La vocation de la PFA est évidemment de défendre l'industrie et les emplois en France. Nous sommes très contents d'avoir Toyota en France, et nous devons maintenant les convaincre d'investir dans notre pays pour les véhicules 100 % électriques.
N'oublions pas que l'industrie automobile est un secteur extrêmement compétitif, avec un tissu de fournisseurs très performants partout dans le monde, certains étant implantés au Maroc ou en Turquie, des pays proches de l'Europe et qui ne sont pas concernés par la crise de l'énergie.
C'est bien de dire qu'il faut produire en France de petits véhicules, mais encore faut-il créer les conditions pour le faire. C'est pourquoi j'évoquais tout à l'heure les zones Green Deal. Selon moi, nous sommes dans une situation véritablement exceptionnelle. Si nous laissons filer l'industrie automobile, des pans entiers de notre industrie risquent de péricliter, car une partie de leur activité dépend aussi de l'automobile.
Nous devons défendre notre industrie, mais ce n'est pas facile dans ce contexte de basculement très rapide vers l'électrique, alors que nous avions un savoir-faire très fort sur le moteur thermique.

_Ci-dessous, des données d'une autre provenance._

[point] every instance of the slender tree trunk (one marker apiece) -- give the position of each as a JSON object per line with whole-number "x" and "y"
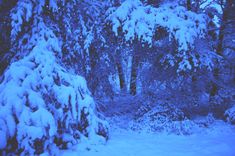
{"x": 121, "y": 75}
{"x": 134, "y": 72}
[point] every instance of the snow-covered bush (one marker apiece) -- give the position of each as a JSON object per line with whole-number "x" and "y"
{"x": 164, "y": 118}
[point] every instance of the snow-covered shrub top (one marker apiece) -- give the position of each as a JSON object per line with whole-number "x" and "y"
{"x": 137, "y": 20}
{"x": 25, "y": 10}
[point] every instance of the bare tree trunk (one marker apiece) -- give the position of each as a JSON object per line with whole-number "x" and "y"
{"x": 134, "y": 71}
{"x": 121, "y": 75}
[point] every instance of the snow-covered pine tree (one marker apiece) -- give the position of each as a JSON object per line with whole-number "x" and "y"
{"x": 43, "y": 106}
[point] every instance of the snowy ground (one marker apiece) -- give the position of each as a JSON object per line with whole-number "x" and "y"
{"x": 218, "y": 140}
{"x": 129, "y": 143}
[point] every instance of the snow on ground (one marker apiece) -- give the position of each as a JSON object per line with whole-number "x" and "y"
{"x": 218, "y": 140}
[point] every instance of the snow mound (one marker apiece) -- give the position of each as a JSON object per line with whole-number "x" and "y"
{"x": 230, "y": 115}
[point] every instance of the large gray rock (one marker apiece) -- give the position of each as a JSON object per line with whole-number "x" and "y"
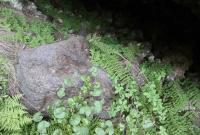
{"x": 40, "y": 72}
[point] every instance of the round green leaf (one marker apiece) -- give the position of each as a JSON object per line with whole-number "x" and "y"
{"x": 42, "y": 126}
{"x": 37, "y": 117}
{"x": 57, "y": 132}
{"x": 82, "y": 131}
{"x": 99, "y": 131}
{"x": 61, "y": 93}
{"x": 60, "y": 113}
{"x": 98, "y": 105}
{"x": 75, "y": 120}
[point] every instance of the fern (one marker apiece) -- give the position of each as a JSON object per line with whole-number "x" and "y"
{"x": 13, "y": 115}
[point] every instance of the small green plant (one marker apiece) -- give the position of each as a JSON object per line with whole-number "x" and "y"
{"x": 13, "y": 115}
{"x": 3, "y": 76}
{"x": 76, "y": 115}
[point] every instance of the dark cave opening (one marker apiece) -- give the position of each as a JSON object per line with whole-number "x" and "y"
{"x": 170, "y": 27}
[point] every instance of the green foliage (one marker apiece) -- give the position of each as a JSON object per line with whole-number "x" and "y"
{"x": 3, "y": 76}
{"x": 153, "y": 108}
{"x": 13, "y": 115}
{"x": 157, "y": 107}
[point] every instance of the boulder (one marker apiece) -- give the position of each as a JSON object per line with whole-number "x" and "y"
{"x": 41, "y": 71}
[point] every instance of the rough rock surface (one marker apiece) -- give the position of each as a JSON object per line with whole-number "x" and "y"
{"x": 41, "y": 71}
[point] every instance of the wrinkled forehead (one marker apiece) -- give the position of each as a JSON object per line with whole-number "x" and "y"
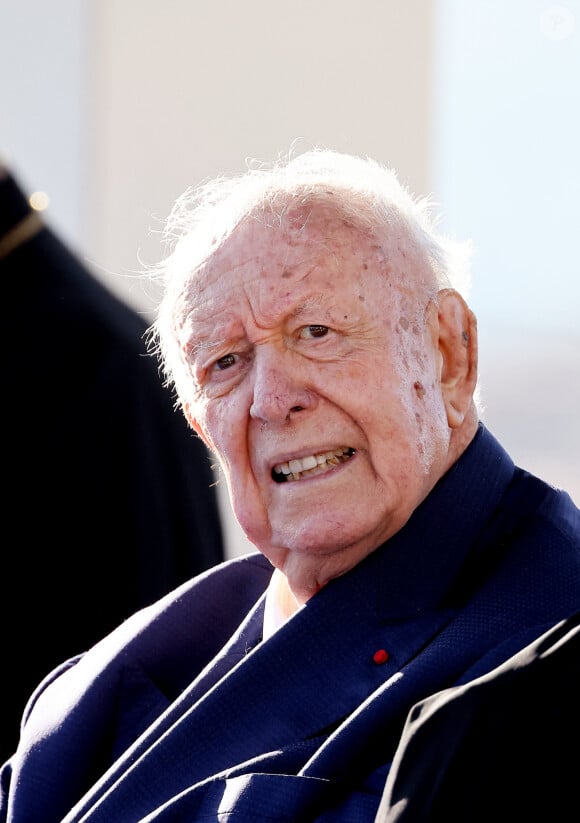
{"x": 291, "y": 238}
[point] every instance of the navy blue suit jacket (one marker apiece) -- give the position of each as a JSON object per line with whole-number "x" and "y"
{"x": 184, "y": 714}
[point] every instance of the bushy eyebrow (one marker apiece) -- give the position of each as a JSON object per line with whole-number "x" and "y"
{"x": 310, "y": 303}
{"x": 201, "y": 346}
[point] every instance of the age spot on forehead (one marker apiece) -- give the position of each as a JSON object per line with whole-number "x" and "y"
{"x": 419, "y": 389}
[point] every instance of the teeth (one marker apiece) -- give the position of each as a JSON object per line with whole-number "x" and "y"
{"x": 313, "y": 464}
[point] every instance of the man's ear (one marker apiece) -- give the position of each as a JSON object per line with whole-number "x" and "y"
{"x": 458, "y": 349}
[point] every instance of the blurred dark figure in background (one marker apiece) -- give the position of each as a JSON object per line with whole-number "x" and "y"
{"x": 108, "y": 497}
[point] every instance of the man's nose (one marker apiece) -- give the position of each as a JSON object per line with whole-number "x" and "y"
{"x": 279, "y": 390}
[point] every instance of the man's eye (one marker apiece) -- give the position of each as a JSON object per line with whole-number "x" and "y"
{"x": 313, "y": 331}
{"x": 225, "y": 362}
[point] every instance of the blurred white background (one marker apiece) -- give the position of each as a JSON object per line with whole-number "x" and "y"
{"x": 114, "y": 108}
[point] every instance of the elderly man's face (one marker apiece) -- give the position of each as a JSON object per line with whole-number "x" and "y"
{"x": 317, "y": 370}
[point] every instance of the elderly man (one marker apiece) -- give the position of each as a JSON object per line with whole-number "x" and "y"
{"x": 311, "y": 328}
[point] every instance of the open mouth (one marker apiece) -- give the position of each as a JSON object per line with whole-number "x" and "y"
{"x": 311, "y": 465}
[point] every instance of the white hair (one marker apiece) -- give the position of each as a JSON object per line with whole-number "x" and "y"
{"x": 360, "y": 189}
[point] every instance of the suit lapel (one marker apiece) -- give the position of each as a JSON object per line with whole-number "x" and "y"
{"x": 299, "y": 685}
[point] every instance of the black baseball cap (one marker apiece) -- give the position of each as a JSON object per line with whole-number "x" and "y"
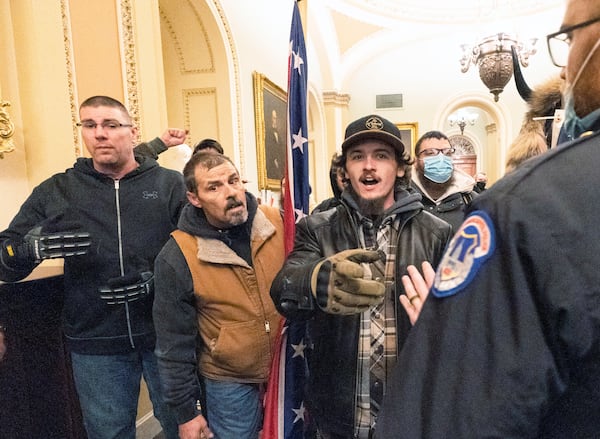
{"x": 373, "y": 127}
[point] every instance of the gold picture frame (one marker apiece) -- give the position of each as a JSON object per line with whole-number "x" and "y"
{"x": 409, "y": 132}
{"x": 270, "y": 108}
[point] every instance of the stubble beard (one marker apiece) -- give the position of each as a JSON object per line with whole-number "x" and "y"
{"x": 367, "y": 207}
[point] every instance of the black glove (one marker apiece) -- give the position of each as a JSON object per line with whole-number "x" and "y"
{"x": 52, "y": 238}
{"x": 128, "y": 288}
{"x": 339, "y": 286}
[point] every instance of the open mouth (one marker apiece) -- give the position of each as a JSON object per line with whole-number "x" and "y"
{"x": 369, "y": 180}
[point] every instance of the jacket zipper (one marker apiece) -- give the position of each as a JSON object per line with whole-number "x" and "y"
{"x": 121, "y": 259}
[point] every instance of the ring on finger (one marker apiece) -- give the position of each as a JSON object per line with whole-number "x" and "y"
{"x": 410, "y": 299}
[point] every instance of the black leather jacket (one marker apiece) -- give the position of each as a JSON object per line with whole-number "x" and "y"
{"x": 331, "y": 389}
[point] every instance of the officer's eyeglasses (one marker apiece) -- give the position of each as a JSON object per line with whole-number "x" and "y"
{"x": 432, "y": 152}
{"x": 559, "y": 42}
{"x": 109, "y": 125}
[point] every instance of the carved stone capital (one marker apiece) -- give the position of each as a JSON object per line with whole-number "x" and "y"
{"x": 7, "y": 129}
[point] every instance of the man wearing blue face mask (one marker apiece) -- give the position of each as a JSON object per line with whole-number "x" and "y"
{"x": 446, "y": 190}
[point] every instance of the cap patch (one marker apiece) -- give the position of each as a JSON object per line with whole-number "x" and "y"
{"x": 374, "y": 123}
{"x": 470, "y": 247}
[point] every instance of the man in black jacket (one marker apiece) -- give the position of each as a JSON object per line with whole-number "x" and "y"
{"x": 342, "y": 276}
{"x": 508, "y": 342}
{"x": 108, "y": 217}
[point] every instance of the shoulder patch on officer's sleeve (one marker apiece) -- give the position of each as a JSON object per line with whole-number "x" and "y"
{"x": 474, "y": 242}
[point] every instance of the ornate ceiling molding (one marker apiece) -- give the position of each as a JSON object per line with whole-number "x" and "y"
{"x": 443, "y": 11}
{"x": 70, "y": 66}
{"x": 128, "y": 47}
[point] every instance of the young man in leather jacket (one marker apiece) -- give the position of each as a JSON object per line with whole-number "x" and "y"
{"x": 343, "y": 278}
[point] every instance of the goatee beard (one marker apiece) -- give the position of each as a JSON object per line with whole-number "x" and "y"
{"x": 372, "y": 207}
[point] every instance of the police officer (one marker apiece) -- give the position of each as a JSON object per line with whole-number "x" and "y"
{"x": 508, "y": 343}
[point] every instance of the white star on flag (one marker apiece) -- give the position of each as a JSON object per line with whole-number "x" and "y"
{"x": 299, "y": 413}
{"x": 299, "y": 141}
{"x": 299, "y": 349}
{"x": 298, "y": 61}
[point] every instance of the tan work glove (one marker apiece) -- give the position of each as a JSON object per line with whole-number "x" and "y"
{"x": 338, "y": 283}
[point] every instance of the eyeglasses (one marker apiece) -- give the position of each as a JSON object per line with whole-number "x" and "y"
{"x": 432, "y": 152}
{"x": 559, "y": 42}
{"x": 109, "y": 125}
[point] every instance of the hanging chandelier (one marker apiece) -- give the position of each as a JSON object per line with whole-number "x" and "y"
{"x": 494, "y": 59}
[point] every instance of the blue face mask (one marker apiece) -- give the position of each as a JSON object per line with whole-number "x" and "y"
{"x": 438, "y": 169}
{"x": 574, "y": 126}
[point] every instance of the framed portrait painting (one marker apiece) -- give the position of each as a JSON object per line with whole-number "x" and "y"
{"x": 270, "y": 108}
{"x": 409, "y": 132}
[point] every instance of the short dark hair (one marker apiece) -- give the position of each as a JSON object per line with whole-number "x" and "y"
{"x": 208, "y": 143}
{"x": 205, "y": 159}
{"x": 429, "y": 135}
{"x": 105, "y": 101}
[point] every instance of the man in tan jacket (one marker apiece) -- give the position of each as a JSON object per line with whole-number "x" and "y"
{"x": 213, "y": 313}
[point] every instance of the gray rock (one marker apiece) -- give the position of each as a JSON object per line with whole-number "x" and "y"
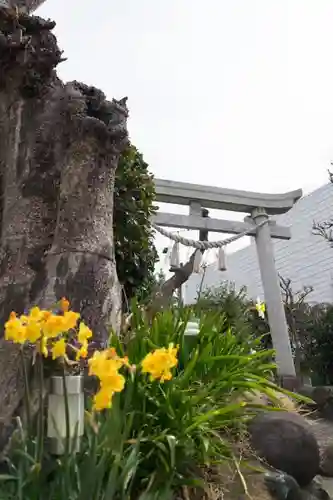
{"x": 326, "y": 466}
{"x": 287, "y": 443}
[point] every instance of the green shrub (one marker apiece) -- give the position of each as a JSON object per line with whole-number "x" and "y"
{"x": 135, "y": 252}
{"x": 156, "y": 436}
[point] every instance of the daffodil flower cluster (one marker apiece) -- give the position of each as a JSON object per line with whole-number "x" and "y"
{"x": 158, "y": 364}
{"x": 52, "y": 333}
{"x": 49, "y": 331}
{"x": 106, "y": 366}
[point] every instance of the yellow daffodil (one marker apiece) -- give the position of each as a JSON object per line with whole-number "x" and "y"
{"x": 261, "y": 308}
{"x": 84, "y": 333}
{"x": 15, "y": 330}
{"x": 53, "y": 326}
{"x": 102, "y": 400}
{"x": 43, "y": 347}
{"x": 158, "y": 364}
{"x": 83, "y": 351}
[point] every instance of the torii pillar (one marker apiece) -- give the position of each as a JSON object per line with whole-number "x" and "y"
{"x": 274, "y": 303}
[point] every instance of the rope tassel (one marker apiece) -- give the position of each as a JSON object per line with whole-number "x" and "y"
{"x": 174, "y": 258}
{"x": 197, "y": 261}
{"x": 221, "y": 265}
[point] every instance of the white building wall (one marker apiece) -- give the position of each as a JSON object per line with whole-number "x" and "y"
{"x": 306, "y": 259}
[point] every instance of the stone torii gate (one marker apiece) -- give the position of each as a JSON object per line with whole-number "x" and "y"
{"x": 259, "y": 206}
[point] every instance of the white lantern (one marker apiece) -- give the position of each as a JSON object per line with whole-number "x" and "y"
{"x": 56, "y": 417}
{"x": 192, "y": 328}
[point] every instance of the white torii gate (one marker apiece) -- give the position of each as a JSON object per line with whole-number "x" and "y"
{"x": 259, "y": 206}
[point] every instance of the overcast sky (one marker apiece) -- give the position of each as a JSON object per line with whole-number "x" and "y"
{"x": 232, "y": 93}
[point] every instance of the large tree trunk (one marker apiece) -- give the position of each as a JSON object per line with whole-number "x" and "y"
{"x": 59, "y": 149}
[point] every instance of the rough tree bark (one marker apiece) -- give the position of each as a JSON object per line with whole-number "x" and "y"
{"x": 59, "y": 149}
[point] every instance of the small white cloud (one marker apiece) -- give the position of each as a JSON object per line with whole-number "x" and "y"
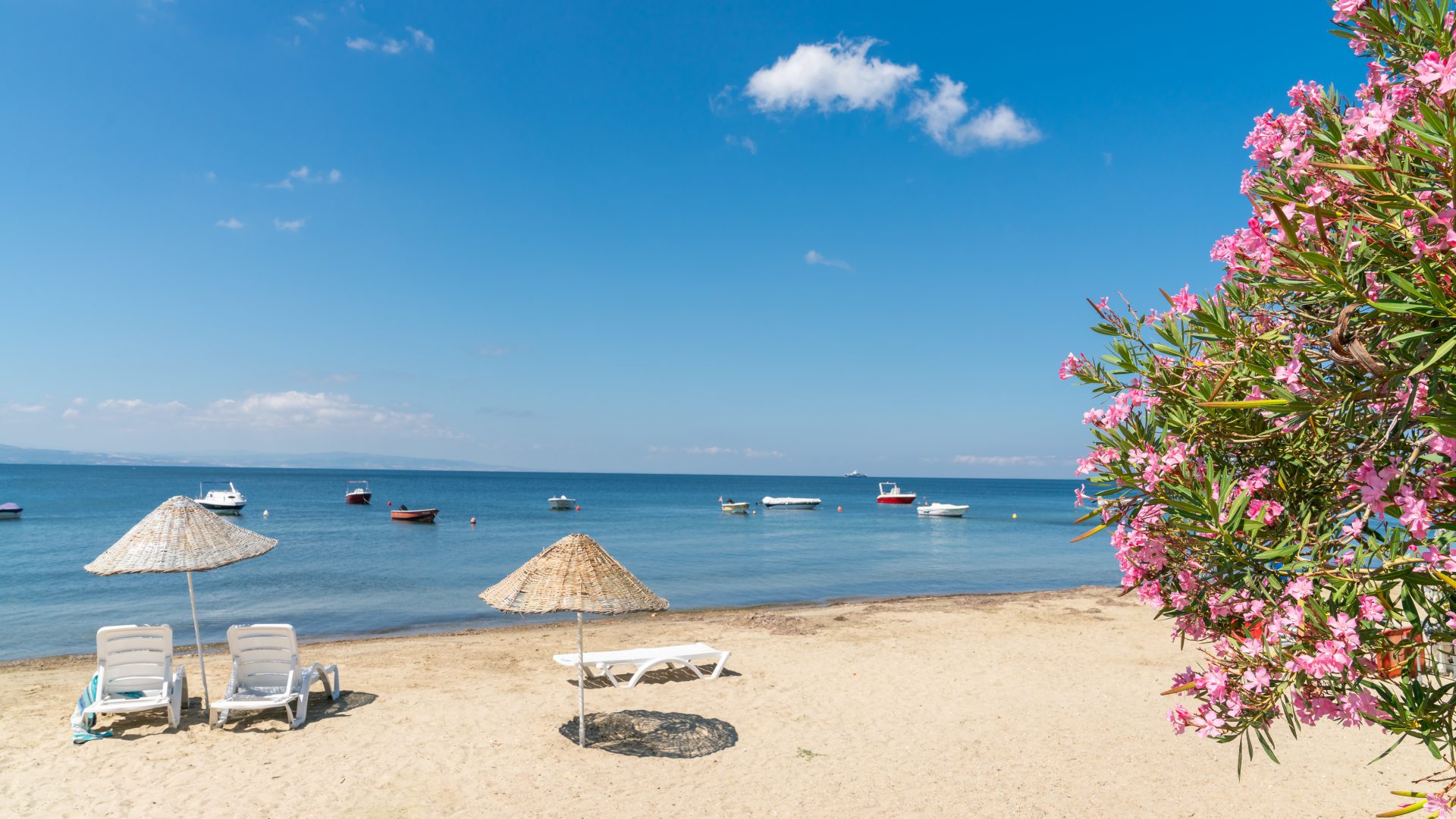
{"x": 814, "y": 257}
{"x": 743, "y": 142}
{"x": 832, "y": 76}
{"x": 1005, "y": 460}
{"x": 721, "y": 101}
{"x": 946, "y": 118}
{"x": 762, "y": 453}
{"x": 421, "y": 38}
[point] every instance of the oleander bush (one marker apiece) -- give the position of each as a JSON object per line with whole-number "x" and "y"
{"x": 1276, "y": 458}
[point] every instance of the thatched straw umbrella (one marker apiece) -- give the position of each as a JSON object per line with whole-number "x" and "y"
{"x": 574, "y": 575}
{"x": 181, "y": 535}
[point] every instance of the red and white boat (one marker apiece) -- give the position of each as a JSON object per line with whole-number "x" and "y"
{"x": 357, "y": 491}
{"x": 894, "y": 494}
{"x": 416, "y": 515}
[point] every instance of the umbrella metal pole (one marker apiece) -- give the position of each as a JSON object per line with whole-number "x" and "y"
{"x": 582, "y": 689}
{"x": 197, "y": 632}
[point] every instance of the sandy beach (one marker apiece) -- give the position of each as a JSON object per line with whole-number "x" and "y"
{"x": 1036, "y": 704}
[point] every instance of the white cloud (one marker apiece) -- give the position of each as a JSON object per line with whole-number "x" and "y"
{"x": 1005, "y": 460}
{"x": 291, "y": 410}
{"x": 139, "y": 407}
{"x": 752, "y": 452}
{"x": 832, "y": 76}
{"x": 948, "y": 120}
{"x": 814, "y": 257}
{"x": 842, "y": 76}
{"x": 743, "y": 142}
{"x": 421, "y": 38}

Les dernières normes sur les émissions des moteurs thermiques sont d'ailleurs très strictes et les tests effectués récemment montrent que les constructeurs respectent aujourd'hui les exigences. Nous sommes loin du dieselgate, qui avait entraîné des réactions extrêmement fortes.
Je le redis toutefois : en termes de stratégie industrielle, le sujet est largement derrière nous. Les investissements sont déjà très importants, les projets identifiés. Nous devons réussir !
S'agissant des batteries, il faut tout d'abord du lithium. Nous en avons en France, mais acceptera-t-on de l'extraire ? Ensuite, il y a tout le processus de raffinage, effectué à plus de 60% en Chine, qu'il faut impérativement développer en Europe. Nous avons besoin de développer ces capacités en Europe, de monter une chaîne de valeur dans son ensemble, si l'on veut produire en France puis procéder au recyclage des batteries. Il y a un projet de plateforme à Dunkerque, mais acceptera-t-on de développer ce genre d'activités sur notre sol ? Pour l'instant, les gigafactories qui assemblent les cellules et les modules des batteries s'approvisionnent surtout en Chine. De même, les bornes de recharge sont très rarement fabriquées en France.
Quant à l'allègement des voitures, on peut difficilement être contre. Les véhicules électriques sont néanmoins assez lourds, par définition, et la forme SUV leur convient plutôt bien, car elle permet d'avoir un espace suffisant pour loger les batteries, sans parler de l'amélioration de la sécurité passive que le poids des véhicules procure. En outre, par rapport à l'Allemagne et au Royaume-Uni - sans parler bien évidemment des États-Unis -, le marché français se distingue déjà par des voitures plutôt petites. L'allègement est donc un axe indispensable de réflexion pour optimiser la consommation d'énergie, de même que l'aérodynamisme, mais le problème n'est pas simple. Les matériaux plus légers coûtent souvent plus cher, et ils peuvent aussi poser des problèmes de recyclage.
Si vous venez faire un tour au Mondial de l'automobile, vous verrez toutefois de nombreuses micro-citadines.